Impressing and outstanding. Different and unique. Particular and herself. These are some words that come in my mind when I think of Louise Lecavalier who I was honored to see dancing on Friday night in the European Center of Arts Dresden „Hellerau“. How can a person have so much energy, express her story by an incomparable sharing dance and amaze me so much, that I was not able to close my mouth during her 65 minutes of dance?
How did she do that? No, she did not change her clothes all 10 minutes from rocker to sexy to colorful. She didn’t use props or songs that everybody knows. No. What she did was dancing her own choreography with a story that was easy to understand only when you are able to forget everything you know from show dance where music, costumes and smiling or sad faces reveal very clearly the story. Forget about all that and watch her dancing. Look at the scene: a square dance flooring which spends very clear borders which are crossed by the dancers from time to time with no caution and no hurry, just very naturally. And then you see the high wall at the and of the square flooring. But Battleground doesn’t care about walls. The two dancers use it as a very normal part of the stage and roll themselves over the floor using the wall as a welcome and simple part during their move.

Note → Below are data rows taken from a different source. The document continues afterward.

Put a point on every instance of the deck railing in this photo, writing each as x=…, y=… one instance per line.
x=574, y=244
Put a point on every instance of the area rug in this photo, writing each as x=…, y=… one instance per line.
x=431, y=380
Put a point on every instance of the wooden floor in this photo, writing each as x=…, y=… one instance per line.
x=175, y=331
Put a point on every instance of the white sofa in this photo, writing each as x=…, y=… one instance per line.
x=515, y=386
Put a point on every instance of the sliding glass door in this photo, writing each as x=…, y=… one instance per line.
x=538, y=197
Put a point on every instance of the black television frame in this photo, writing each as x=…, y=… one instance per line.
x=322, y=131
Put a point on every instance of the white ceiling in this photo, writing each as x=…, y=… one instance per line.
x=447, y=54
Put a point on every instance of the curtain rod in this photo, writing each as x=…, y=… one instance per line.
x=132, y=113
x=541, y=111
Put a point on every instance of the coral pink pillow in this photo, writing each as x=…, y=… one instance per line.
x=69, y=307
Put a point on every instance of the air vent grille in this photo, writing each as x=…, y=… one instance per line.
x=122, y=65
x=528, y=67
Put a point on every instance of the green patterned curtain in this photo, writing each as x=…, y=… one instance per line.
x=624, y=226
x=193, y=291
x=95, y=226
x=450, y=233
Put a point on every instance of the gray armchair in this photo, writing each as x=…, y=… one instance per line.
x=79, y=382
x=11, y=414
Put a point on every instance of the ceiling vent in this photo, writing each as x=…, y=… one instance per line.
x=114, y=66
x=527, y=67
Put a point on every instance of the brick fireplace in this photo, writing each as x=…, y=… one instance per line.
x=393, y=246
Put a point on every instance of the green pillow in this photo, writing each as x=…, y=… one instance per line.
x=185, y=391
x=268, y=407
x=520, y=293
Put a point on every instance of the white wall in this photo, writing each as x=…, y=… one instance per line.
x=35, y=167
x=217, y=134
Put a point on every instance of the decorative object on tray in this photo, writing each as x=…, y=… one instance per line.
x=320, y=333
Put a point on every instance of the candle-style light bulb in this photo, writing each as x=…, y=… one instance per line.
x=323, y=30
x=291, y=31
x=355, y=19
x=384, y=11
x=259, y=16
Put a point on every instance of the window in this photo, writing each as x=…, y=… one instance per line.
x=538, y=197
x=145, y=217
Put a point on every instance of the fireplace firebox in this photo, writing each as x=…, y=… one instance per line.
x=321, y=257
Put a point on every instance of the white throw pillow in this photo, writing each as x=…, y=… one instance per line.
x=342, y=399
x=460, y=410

What I liked very much was the simple clothes of the three artists: the dancers Louise Lecavalier and Robert Abubo and the live DJ Antoine Berthiaume wore black. That helps to focus on the choreography, the incredible and fantastic light design show by Alain Lortie and great beat of the contemporary electronic live music – I should mention that Lecavalier’s dance company Fou glorieux (glorious madman) comes from Montreal – a capital for contemporary and nonstandard music. Montreal is a colorful, wild and open city with a very innovating art scene – and it is hometown and home of Louise Lecavalier.

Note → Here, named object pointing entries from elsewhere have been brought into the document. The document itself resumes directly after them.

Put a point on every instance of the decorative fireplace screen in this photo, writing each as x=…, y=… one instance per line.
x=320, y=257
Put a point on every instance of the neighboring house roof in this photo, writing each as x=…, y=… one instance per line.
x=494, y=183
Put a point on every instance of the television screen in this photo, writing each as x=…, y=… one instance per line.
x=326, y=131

Who is Louise Lecavalier? What should surprise everybody who saw her dancing is the fact that she was born in 1958. She grew up in Montreal in the Canadian Province Quebec. At the age of 15, she decided to become a dancer and became three years later part of the company Groupe Nouvelle Aire where she met the choreographer Édouard Lock. In 1981, they founded La La La Human Steps, travelled around the world with this dance company and became very popular. In 1990, Lecavalier played the leading female part in David Bowie’s music video Fame. In 2010, she was awarded the Order of Canada. Her first dance choreography So blue premiered in 2012 in Düsseldorf (Germany). Battleground premiered this month in the same city and was inspired by Italo Calvino’s Il cavaliere inesistente (1959; The Nonexisting Knight). She still lives with her family in Montreal. As Montréalaise, she speaks French and English, but has also very good other language skills as for example in German.
I was impressed by the dance style that was a bit provocative, but choreographed also with a lot of love for detail. The relationship between the two dancers is not comparable to anything else I have already seen: there was no forced romantic, no touches all along. They were a great team and developed romance in the respectful behavior towards each other. In the first quarter or third of the dance, Louise Lecavalier danced by herself. Then, Robert Abubo walked on her side in the square dance floor. Moves she had danced alone in the first part were later repeated together in a slightly amended version – it was wonderful to see that. One of my favorite parts was the farewell scene in the last five minutes which was still part of the dance; the dancers danced modified bows and imitated the coming backs on the stage – bowing – leaving – coming back – bowing etc. tradition – what I liked is that they did not dance it in a satirical comedian, but rather in a reflecting and unemotional way. I recommend everybody to watch a Louise Lecavalier choreography. It inspires you to break up with ordinariness.
Many thanks to the Government Representative Office of Québec and the European Center of Arts Dresden „Hellerau“ for the invitation to that wonderful evening with the artists Louise Lecavalier, Robert Abubo and Antoine Berthiaume.